Solved – Cluster analysis, what to do with different scales

clusteringspss

I want to identify different groups of respondents out of up to five variables of the European Values Study 2008.

At first I took 4 questions for cluster analysis all on a scale from 1 to 10. However, after performing a TwoStep cluster analysis the silhouette measure was close to zero and thus indicating a poor solution.

Therefor I'd like to take some other variables. I was thinking about:

  • how often discuss politics with friends [scale from 1(frequently) to 3(never)]
  • describe your state of health these days [scale from 1(very good) to 5(very poor)]
  • most people try to take advantage of you or try to be fair [scale from 1(most people would try to take advantage of me) to 5(most people would try to be fair)]
  • Why are there people in this country who live in need? Which one reason do you consider to be most important? (four options: because they are unlucky; because of laziness and lack of willpower; because of injustice in our society; it’s an inevitable part of modern progress)

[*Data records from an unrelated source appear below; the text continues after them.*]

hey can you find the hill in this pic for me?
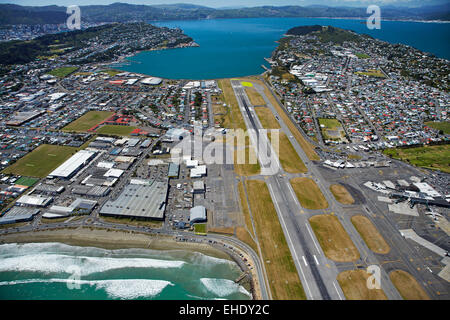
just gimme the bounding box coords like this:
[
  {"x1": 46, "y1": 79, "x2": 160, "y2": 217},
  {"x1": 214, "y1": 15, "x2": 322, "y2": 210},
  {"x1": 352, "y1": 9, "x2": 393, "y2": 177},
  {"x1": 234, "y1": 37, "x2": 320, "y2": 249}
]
[{"x1": 0, "y1": 3, "x2": 448, "y2": 25}]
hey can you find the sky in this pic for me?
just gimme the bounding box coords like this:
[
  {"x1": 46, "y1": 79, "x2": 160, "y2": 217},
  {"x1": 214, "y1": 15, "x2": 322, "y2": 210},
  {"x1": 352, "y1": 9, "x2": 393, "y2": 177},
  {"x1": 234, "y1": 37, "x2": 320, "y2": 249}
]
[{"x1": 0, "y1": 0, "x2": 448, "y2": 8}]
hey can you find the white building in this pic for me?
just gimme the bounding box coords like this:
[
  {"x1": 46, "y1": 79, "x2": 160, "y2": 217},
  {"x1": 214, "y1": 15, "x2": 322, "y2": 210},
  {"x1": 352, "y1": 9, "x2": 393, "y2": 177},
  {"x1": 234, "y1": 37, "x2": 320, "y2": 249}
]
[{"x1": 48, "y1": 150, "x2": 96, "y2": 179}]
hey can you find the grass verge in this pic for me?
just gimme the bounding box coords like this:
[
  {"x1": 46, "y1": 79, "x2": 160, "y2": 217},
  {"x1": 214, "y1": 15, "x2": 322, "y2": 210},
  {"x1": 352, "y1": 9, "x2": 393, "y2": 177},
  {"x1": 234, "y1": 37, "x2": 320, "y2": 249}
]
[
  {"x1": 309, "y1": 215, "x2": 359, "y2": 262},
  {"x1": 330, "y1": 184, "x2": 354, "y2": 205},
  {"x1": 245, "y1": 86, "x2": 266, "y2": 106},
  {"x1": 254, "y1": 107, "x2": 281, "y2": 129},
  {"x1": 246, "y1": 180, "x2": 306, "y2": 300},
  {"x1": 337, "y1": 269, "x2": 388, "y2": 300},
  {"x1": 389, "y1": 270, "x2": 430, "y2": 300},
  {"x1": 291, "y1": 177, "x2": 328, "y2": 209},
  {"x1": 383, "y1": 144, "x2": 450, "y2": 174},
  {"x1": 255, "y1": 78, "x2": 319, "y2": 161},
  {"x1": 99, "y1": 216, "x2": 163, "y2": 229},
  {"x1": 269, "y1": 131, "x2": 307, "y2": 173},
  {"x1": 351, "y1": 215, "x2": 390, "y2": 254}
]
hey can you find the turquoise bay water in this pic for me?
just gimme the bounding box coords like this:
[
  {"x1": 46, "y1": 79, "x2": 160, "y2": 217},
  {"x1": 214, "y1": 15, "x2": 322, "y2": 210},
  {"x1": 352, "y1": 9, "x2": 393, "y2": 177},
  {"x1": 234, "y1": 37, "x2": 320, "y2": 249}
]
[
  {"x1": 111, "y1": 17, "x2": 450, "y2": 80},
  {"x1": 0, "y1": 242, "x2": 251, "y2": 300}
]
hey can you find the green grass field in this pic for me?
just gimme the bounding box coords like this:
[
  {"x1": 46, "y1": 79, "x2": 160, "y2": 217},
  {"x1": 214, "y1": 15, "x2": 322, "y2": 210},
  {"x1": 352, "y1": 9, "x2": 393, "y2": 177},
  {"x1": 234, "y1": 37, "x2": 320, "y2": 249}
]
[
  {"x1": 355, "y1": 52, "x2": 370, "y2": 59},
  {"x1": 383, "y1": 144, "x2": 450, "y2": 173},
  {"x1": 62, "y1": 111, "x2": 114, "y2": 132},
  {"x1": 97, "y1": 69, "x2": 122, "y2": 77},
  {"x1": 290, "y1": 177, "x2": 328, "y2": 210},
  {"x1": 318, "y1": 118, "x2": 341, "y2": 130},
  {"x1": 14, "y1": 177, "x2": 39, "y2": 187},
  {"x1": 425, "y1": 121, "x2": 450, "y2": 135},
  {"x1": 355, "y1": 69, "x2": 385, "y2": 78},
  {"x1": 269, "y1": 131, "x2": 307, "y2": 173},
  {"x1": 47, "y1": 66, "x2": 79, "y2": 78},
  {"x1": 2, "y1": 144, "x2": 79, "y2": 178},
  {"x1": 96, "y1": 125, "x2": 138, "y2": 136},
  {"x1": 194, "y1": 223, "x2": 207, "y2": 234}
]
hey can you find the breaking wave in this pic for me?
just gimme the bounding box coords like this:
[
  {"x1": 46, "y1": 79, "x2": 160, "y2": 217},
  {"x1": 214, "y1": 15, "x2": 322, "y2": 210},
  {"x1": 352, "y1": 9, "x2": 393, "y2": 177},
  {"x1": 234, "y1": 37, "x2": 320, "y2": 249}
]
[
  {"x1": 0, "y1": 254, "x2": 185, "y2": 275},
  {"x1": 200, "y1": 278, "x2": 251, "y2": 298},
  {"x1": 0, "y1": 279, "x2": 172, "y2": 299}
]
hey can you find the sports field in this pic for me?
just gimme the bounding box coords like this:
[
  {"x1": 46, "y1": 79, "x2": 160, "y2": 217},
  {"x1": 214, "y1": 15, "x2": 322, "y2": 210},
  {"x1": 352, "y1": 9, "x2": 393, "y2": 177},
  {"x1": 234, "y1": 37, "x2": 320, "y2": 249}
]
[
  {"x1": 425, "y1": 121, "x2": 450, "y2": 135},
  {"x1": 2, "y1": 144, "x2": 79, "y2": 178},
  {"x1": 47, "y1": 66, "x2": 79, "y2": 78},
  {"x1": 337, "y1": 270, "x2": 388, "y2": 300},
  {"x1": 383, "y1": 144, "x2": 450, "y2": 173},
  {"x1": 290, "y1": 177, "x2": 328, "y2": 209},
  {"x1": 355, "y1": 69, "x2": 386, "y2": 78},
  {"x1": 319, "y1": 118, "x2": 346, "y2": 142},
  {"x1": 14, "y1": 177, "x2": 39, "y2": 187},
  {"x1": 62, "y1": 111, "x2": 114, "y2": 132},
  {"x1": 309, "y1": 215, "x2": 360, "y2": 262},
  {"x1": 245, "y1": 180, "x2": 306, "y2": 300},
  {"x1": 389, "y1": 270, "x2": 430, "y2": 300},
  {"x1": 330, "y1": 184, "x2": 354, "y2": 205},
  {"x1": 351, "y1": 215, "x2": 390, "y2": 254},
  {"x1": 96, "y1": 125, "x2": 138, "y2": 136}
]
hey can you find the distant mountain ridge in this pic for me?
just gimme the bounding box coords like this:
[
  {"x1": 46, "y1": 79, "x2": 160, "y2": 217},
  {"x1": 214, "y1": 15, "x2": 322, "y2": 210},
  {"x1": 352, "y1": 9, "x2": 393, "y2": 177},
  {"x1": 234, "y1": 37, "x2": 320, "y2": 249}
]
[{"x1": 0, "y1": 2, "x2": 448, "y2": 25}]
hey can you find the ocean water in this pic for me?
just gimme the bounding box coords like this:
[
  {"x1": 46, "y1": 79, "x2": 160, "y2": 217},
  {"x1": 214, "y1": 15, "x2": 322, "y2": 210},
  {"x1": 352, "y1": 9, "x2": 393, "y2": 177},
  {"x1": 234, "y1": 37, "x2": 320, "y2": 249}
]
[
  {"x1": 0, "y1": 242, "x2": 251, "y2": 300},
  {"x1": 110, "y1": 17, "x2": 450, "y2": 80}
]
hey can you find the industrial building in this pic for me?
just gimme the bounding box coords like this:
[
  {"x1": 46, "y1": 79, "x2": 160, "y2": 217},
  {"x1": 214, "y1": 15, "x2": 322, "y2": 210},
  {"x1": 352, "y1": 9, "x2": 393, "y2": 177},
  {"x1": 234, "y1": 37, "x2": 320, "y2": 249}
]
[
  {"x1": 165, "y1": 128, "x2": 189, "y2": 141},
  {"x1": 168, "y1": 163, "x2": 180, "y2": 178},
  {"x1": 16, "y1": 194, "x2": 52, "y2": 207},
  {"x1": 33, "y1": 183, "x2": 65, "y2": 195},
  {"x1": 99, "y1": 179, "x2": 168, "y2": 220},
  {"x1": 190, "y1": 165, "x2": 207, "y2": 178},
  {"x1": 6, "y1": 110, "x2": 45, "y2": 126},
  {"x1": 45, "y1": 198, "x2": 97, "y2": 218},
  {"x1": 190, "y1": 206, "x2": 206, "y2": 225},
  {"x1": 0, "y1": 207, "x2": 40, "y2": 225},
  {"x1": 48, "y1": 149, "x2": 96, "y2": 179},
  {"x1": 193, "y1": 181, "x2": 205, "y2": 194}
]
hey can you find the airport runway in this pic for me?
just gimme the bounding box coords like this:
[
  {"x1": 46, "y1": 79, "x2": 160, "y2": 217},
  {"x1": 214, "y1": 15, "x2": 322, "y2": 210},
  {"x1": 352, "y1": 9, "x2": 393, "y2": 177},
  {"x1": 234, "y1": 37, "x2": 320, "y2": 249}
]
[{"x1": 231, "y1": 80, "x2": 345, "y2": 300}]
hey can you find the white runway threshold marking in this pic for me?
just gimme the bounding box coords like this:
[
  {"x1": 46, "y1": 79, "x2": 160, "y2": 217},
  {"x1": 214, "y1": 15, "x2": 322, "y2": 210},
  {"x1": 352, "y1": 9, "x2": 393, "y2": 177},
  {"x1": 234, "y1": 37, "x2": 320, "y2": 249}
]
[{"x1": 267, "y1": 183, "x2": 313, "y2": 299}]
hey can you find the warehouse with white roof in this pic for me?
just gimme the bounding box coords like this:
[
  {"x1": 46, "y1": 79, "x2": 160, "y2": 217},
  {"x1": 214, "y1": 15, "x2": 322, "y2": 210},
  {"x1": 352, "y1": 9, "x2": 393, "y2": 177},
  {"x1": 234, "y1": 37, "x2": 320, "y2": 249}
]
[{"x1": 48, "y1": 150, "x2": 96, "y2": 179}]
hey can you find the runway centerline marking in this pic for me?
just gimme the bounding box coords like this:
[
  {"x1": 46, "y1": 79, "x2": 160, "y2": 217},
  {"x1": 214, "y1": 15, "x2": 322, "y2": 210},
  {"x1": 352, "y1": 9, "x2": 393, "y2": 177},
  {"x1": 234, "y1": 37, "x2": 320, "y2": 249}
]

My knowledge of cluster analysis is based on Marija J. Norušis PASW Statistics 18 Statistical Procedures Companion and whatever I can find on the internet. Unfortunately, I'm not able to find answers to these questions:

  1. Should I recode the answers so that they are all on the same scale?
  2. Is there anything I should do with the 4-option question?

Thank you

Best Answer

Two-step clustering in SPSS extends beyond just numeric variables. Usually rescaling is something necessary for k-means, but it can be used here to make interpretation (and graphing the solution) easier. Unfortunately there is no way to test the 1-cluster solution in the two-step to determine if clustering is even necessary. Given the poor results based on the Silhouette measure, there probably isn't much heterogeneity to detect among the variables you used, regardless of whether you decide to scale the variables or not.

If you are interested in using the clusters for predictive purposes, another option to pursue here could be a regression tree using the clustering variables as predictors.